É claro que o Von Hélder, por seu turno, não pretendia livrar os pentecostais das “imagens” sagradas, mas apenas transferir a tradicional dependência mágica, dos santos, para um livro – que basta o sujeito carregar, mesmo sem saber ler, para ficar “sobrenaturalmente” protegido. O pentecostalismo é, deveras, mais para católico do que para protestante: é o velho catolicismo popular – que os padres iluministas abandonaram e uns pastores, versão “high-tech” dos antigos leigos beatos, acabaram assumindo –, trocando a água benta da igreja pela água ungida através da televisão, a promessa a um santo qualquer pelo voto ao santo maior: Jesus.

O Diabo, então, [“vade retro”] continuou com a mesma importância que os missionários lhe davam antigamente, catalisando o mal, a sombra do sagrado, o sagrado maldito, que é exorcizado/sacrificado para trazer alívio, paz, alegria. Mas alivia, não cura. Por isso o processo deve se repetir indefinidamente: porque a verdadeira vítima são os “possessos”, que manifestam em si mesmos a violência da sociedade, a qual rouba dos pobres do “Reino de Deus” o ter, o poder e o prazer – que lhes cabe como gente, como filhos de Deus. Exorcizar alguém em transe, psicologicamente desequilibrado, é até fácil. Agora, vá expulsar o “Diabolu” mesmo, que entrou no couro do sujeito e lacerou a sua alma, dividindo-o de si pela exploração econômica, pela dominação política, pelo abuso afetivo...

Os católicos, por sua vez, não tinham lá tanto motivo para reagir com tamanha veemência. Afinal de contas, já fizemos lá nossas “loucuras”, quebramos as imagens da pajelança indígena e dos orixás negros aqui mesmo, nestas terras, por muito tempo. A primeira vez que o pessoal chuta um símbolo, de quem deu tanto mau exemplo, a gente vai se afetar assim... Depois, esse afetamento todo, com o chute na santa, demonstra que alguma razão o pastor tinha, quando denunciou que damos importância demais ao significante, em detrimento do significado: muitos confundem de fato a imagem com a santa. Pior: oferecem-lhe sacrifícios mágicos em troca de um benefício milagroso, ao invés de tornarem-se santos como ela, capazes de fazerem das suas vidas um milagre, “mais-que-natural”, para a vida dos outros – pelo amor. Das imagens ou símbolos ninguém se livra no jogo do conhecimento: a questão é como as interpretamos. Dizer que “Jesus Cristo é o Senhor”, então, pode relativizar e questionar os senhores deste mundo (o pai, o padre ou pastor, o político, o professor, o patrão, etc), como pode também sacralizá-los como enviados ou legados de Deus.

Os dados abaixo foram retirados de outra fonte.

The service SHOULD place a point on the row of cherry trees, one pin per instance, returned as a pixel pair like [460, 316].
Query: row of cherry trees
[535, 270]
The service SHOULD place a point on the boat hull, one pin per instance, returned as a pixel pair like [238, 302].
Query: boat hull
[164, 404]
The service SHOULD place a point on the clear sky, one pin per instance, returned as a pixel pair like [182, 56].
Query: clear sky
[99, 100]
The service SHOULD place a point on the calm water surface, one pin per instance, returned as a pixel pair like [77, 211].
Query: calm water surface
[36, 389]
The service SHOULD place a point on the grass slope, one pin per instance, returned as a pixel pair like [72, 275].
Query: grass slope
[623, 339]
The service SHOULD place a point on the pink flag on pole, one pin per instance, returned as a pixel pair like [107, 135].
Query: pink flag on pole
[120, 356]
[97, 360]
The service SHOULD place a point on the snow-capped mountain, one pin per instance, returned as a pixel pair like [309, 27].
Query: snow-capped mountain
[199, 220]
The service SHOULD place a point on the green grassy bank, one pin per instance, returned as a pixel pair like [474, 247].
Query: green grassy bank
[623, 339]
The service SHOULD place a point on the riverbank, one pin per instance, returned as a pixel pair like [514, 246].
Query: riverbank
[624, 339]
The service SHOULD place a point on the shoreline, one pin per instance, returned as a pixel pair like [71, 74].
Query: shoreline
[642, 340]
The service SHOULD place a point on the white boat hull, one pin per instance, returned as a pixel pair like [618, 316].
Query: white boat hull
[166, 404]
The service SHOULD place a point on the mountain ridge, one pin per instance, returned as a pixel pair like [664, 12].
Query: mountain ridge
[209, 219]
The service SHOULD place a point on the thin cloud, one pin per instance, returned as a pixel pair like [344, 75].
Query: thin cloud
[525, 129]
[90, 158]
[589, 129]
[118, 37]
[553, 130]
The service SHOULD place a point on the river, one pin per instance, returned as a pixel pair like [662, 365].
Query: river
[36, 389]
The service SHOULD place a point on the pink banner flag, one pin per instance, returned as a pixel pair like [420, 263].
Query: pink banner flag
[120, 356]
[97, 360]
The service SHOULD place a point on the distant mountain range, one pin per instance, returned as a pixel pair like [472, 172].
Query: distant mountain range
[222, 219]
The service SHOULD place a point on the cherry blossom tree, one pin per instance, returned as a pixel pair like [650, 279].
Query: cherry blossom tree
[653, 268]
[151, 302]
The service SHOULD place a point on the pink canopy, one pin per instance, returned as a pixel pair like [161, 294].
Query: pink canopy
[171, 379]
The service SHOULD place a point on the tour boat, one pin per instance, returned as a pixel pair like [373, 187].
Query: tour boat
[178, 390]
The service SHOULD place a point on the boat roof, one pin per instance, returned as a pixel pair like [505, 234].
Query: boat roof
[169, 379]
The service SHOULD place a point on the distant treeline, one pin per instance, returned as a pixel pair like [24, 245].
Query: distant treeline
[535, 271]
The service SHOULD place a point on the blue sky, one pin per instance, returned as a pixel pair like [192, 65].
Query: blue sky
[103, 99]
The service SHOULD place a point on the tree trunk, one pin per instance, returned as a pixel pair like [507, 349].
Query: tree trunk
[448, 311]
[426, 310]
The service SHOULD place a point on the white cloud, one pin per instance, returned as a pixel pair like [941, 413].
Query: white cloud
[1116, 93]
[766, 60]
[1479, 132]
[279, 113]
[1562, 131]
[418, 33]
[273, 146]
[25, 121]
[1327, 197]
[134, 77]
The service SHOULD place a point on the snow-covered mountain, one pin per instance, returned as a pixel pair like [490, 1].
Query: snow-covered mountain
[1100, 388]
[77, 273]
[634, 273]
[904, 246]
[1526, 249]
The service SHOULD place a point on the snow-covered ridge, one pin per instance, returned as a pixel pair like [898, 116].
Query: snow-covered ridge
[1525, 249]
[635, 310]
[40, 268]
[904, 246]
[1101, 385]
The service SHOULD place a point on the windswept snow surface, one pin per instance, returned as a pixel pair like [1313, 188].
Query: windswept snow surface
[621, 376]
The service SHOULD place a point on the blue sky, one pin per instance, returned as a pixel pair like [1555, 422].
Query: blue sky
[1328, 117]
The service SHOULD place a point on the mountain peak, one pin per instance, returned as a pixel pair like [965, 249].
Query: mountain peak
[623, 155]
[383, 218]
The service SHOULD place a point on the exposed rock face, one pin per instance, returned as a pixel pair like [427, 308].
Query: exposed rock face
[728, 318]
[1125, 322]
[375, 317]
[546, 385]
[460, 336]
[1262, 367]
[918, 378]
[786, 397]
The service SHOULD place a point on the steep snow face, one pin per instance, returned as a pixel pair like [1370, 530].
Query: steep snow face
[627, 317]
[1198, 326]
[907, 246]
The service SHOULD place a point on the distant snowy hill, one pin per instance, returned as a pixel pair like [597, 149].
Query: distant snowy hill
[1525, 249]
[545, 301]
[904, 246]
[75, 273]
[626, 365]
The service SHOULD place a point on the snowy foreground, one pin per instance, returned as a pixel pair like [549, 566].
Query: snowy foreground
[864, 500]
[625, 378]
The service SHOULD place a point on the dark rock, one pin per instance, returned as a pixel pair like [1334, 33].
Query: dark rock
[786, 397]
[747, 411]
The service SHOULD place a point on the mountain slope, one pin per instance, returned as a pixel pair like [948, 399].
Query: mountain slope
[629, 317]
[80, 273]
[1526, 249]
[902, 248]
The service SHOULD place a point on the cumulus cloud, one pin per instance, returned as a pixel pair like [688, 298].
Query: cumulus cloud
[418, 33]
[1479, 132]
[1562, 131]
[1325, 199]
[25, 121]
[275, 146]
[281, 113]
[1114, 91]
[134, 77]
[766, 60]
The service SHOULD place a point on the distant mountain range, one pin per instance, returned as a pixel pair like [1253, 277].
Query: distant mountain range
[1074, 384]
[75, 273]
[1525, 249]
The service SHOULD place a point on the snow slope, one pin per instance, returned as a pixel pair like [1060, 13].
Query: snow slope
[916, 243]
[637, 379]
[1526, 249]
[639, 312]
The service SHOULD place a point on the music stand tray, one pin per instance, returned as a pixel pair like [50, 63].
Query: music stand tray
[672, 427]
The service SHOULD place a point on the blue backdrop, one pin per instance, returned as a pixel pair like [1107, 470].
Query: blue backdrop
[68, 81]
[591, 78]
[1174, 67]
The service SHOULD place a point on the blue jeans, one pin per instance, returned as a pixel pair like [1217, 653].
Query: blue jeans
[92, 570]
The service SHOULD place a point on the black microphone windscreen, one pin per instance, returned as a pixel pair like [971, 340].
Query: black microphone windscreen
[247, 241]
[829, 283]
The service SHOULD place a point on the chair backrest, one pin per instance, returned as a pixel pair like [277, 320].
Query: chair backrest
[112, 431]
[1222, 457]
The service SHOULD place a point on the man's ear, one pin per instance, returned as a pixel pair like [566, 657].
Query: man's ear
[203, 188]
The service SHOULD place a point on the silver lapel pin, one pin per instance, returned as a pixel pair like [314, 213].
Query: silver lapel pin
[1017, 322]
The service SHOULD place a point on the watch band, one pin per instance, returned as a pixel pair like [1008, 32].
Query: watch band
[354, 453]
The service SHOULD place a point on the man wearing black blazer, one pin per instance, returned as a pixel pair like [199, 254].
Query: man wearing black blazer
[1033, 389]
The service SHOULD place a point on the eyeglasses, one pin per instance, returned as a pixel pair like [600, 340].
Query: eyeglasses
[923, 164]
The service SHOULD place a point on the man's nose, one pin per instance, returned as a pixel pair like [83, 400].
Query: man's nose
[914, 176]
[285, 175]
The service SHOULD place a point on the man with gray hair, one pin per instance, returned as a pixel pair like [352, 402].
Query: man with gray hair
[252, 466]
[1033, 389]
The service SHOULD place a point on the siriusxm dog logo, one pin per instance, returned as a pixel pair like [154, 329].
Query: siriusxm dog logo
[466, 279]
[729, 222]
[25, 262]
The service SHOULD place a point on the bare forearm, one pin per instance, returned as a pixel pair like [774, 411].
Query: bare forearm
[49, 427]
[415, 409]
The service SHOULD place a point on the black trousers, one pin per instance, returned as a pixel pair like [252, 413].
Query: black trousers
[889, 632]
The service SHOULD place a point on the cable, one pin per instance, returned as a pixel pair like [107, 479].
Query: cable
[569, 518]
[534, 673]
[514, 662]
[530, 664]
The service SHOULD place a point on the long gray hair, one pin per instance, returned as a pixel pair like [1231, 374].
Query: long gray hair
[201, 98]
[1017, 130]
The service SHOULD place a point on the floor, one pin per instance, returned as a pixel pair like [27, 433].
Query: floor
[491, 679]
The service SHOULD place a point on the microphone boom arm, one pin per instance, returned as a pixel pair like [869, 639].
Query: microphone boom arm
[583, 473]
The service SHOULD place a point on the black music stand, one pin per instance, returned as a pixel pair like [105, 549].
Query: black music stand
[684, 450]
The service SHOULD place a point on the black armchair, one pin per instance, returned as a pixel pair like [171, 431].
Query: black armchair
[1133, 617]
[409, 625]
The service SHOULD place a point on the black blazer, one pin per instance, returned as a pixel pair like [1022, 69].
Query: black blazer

E por fim, se é para se protestar porque as imagens sagradas estão sendo mutiladas, a gente já devia estar fazendo procissão e passeata há muito tempo: na esquina da minha Universidade encontro meninas – “imagem e semelhança de Deus”, segundo o Gênesis –, vendendo coco ou vendendo o corpo, em condições de “trabalho” semelhantemente desumanas, levando porra e porrada dos caras! Outro dia alguém, questionando os novos movimentos religiosos, perguntava-se “qual é, afinal, o sagrado que salva?”. E nesta altura eu me pergunto: qual é o sagrado que devemos salvar primeiro: o da “santa” ou o das meninas?!